There is Order in Disorder -- Don't Over Manage

Spontaneous Order Theory

Adam Smith's vision of a self-correcting social order which requires little direction and control. the importance of spontaneous processes and the impossibility of predicting the future growth of a social order. The whole of his social philosophy may be described as an assault on the exaggerated claims made for 'reason' and a justification for the view that we must adopt an attitude of humility towards natural processes and "submit to conventions which are not the result of intelligent design, whose justification in the particular instant may not be recognizable, and which will..... often appear unintelligible and irrational." In Hayek's opinion, many of the mistakes of rationalist planning stem from attempts to resist the operation of the basic principles of scarcity, supply and demand and so on, and well-established laws of human behavior. A genuine social science, then, would describe how men adjust to certain inevitable laws and stress how little they can, or need to, control their societies.

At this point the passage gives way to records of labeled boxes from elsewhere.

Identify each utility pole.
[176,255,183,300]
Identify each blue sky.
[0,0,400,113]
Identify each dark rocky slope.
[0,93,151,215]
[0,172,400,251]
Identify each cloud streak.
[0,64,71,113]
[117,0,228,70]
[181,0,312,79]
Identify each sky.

In his description of a self-regulating system Hayek's major achievement has been to show that the advantages of decentralized decision-making in a market stem from the fact that this is the only device that man has discovered for coping with the universal facts of ignorance and uncertainty. It is because the social world does not consist of physical objects governed by simple laws of causality, but is a 'kaleidic' world inhabited by individuals with minds, whose the inner recesses are inaccessible to the external observer, that knowledge is not 'fixed' and available to a single person or institution

The justification for individual liberty is then largely instrumental in that the case for freedom "rests chiefly on the recognition of the inevitable ignorance of all of us concerning a great many of the factors on which the achievement of our ends and welfare depends."

The word that Hayek uses to describe a spontaneous market order is catallaxy a catallaxy is a network of many firms and households and has no specific purpose of its own: it is that which results naturally from the interaction of firms and households through the exchange process: "the order of the market rests not on common purposes but on reciprocity; that is, on the reconciliation of different purposes for the mutual benefit of the participants."